Advances have been made in our understanding of asthmatic airway inflammation through the use of invasive technology such as bronchoscopy with airway sampling in both mild and severe asthma at baseline state,⁶ as well as study of the airway biology with experimental provocation that includes allergen challenge as well as response to anti-inflammatory therapies. Further insights have been obtained through transgenic murine models with deletion or "knock out" of specific genes (ie, those for IgE, CD23, IL-4, or IL-5) or overexpression of other putative genes. Also, specific monoclonal antibodies or cytokine antagonists have been utilized in various asthma models. Several important and technical limitations have hindered our understanding of asthma obtained from these model systems: (1) there are important differences between animal models of asthma and the human disease; (2) there are few longitudinal studies of human asthma with serial airway sampling; and (3) it is often difficult to determine the cause and effect from multiple mediator studies.

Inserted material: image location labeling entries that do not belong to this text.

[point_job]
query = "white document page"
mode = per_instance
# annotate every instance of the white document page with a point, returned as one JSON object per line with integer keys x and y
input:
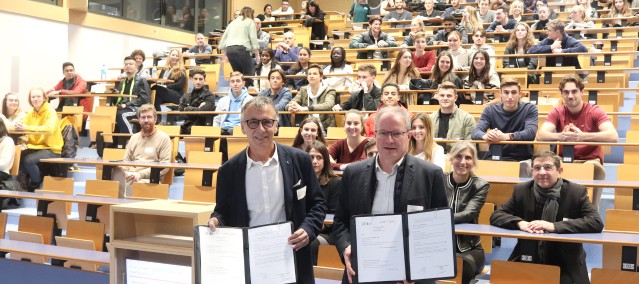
{"x": 430, "y": 245}
{"x": 221, "y": 255}
{"x": 380, "y": 248}
{"x": 271, "y": 258}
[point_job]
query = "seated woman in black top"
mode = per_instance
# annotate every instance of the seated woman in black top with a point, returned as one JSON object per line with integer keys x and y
{"x": 330, "y": 184}
{"x": 466, "y": 194}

Despite the explosion of information about asthma, the nature of the basic pathogenesis has not been established. Studies suggest a genetic basis for airway hyperresponsiveness, including linkage to chromosomes 5q and 11q. However, asthma clearly does not result from a single genetic abnormality, but is rather a complex multigenic disease with a strong environmental contribution. For example, allergic potential to inhalant allergens (dust mites, mold spores, cat dander, etc) more commonly is found in asthmatic children as well as asthmatic adults whose asthma began in childhood, compared with adult-onset asthmatics.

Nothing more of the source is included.